A Spider/Crawler For Weibo.com
This program is to be deployed to and run on GAE(Google App Engine) v1.6 and extracts/stores the users' records for further business intelligence analysis.
A live demo of this project can be found here.
However, due to the limited quota provided by GAE, it is not guaranteed that it will keep alive at any time for any one.
This project is released under GPL license
Copyright (C) 2012 Raullen Chai This program is free software: you can redistribute it and/or modify it under the terms of the GNU General Public License as published by the Free Software Foundation, either version 3 of the License, or (at your option) any later version. This program is distributed in the hope that it will be useful, but WITHOUT ANY WARRANTY; without even the implied warranty of MERCHANTABILITY or FITNESS FOR A PARTICULAR PURPOSE. See the GNU General Public License for more details. You should have received a copy of the GNU General Public License along with this program. If not, see <http://www.gnu.org/licenses/>.

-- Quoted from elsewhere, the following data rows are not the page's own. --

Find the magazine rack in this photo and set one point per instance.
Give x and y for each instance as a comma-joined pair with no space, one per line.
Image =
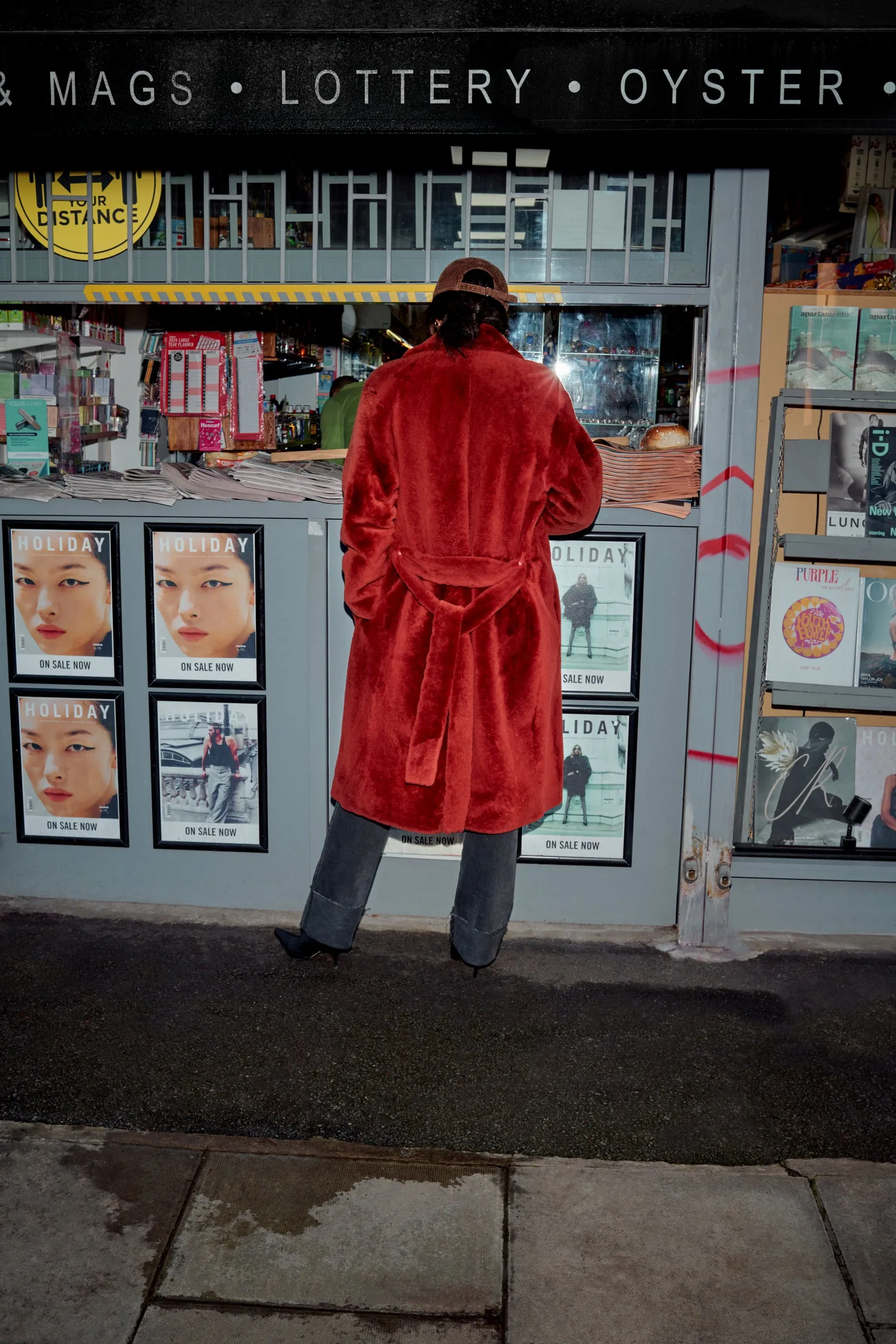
841,699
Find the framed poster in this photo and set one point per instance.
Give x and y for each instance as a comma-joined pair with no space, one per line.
63,601
69,768
593,824
601,578
206,605
209,772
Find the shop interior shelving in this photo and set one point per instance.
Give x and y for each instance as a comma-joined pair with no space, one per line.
855,550
35,342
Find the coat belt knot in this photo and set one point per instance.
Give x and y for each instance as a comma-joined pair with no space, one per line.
496,582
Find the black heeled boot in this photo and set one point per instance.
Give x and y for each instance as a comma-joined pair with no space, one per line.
456,956
302,946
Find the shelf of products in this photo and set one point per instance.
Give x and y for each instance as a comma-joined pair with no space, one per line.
823,643
846,699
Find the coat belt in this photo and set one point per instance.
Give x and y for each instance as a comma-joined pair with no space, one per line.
497,582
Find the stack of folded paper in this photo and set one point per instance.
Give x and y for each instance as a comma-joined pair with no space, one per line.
632,478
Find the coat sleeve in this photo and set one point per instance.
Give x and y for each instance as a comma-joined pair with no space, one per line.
574,475
370,491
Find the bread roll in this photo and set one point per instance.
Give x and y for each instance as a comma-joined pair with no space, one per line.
661,437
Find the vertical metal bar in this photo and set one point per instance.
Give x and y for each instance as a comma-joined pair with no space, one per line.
589,230
349,230
170,226
245,209
315,213
629,218
281,225
389,226
89,176
508,212
206,226
755,679
428,272
52,269
129,210
548,241
665,260
14,232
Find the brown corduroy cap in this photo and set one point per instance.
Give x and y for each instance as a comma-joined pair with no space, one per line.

Please free to contact me if you have any question.
1. The appstats (http://code.google.com/appengine/docs/python/tools/appstats.html) is enabled to give more monitoring of this GAE app. 2. Reset function is cancled as it is too dangerous 3. This app is swtiched to use Google Cloud SQL as the GAE Datastore is too limited. 4. A pool of username/password/appkey is used to avoid reaching, for a single acount, the weibo API limit. 5. Due to the above improvement, we can now reach a rate of capturing around 125 entires per minute per instance.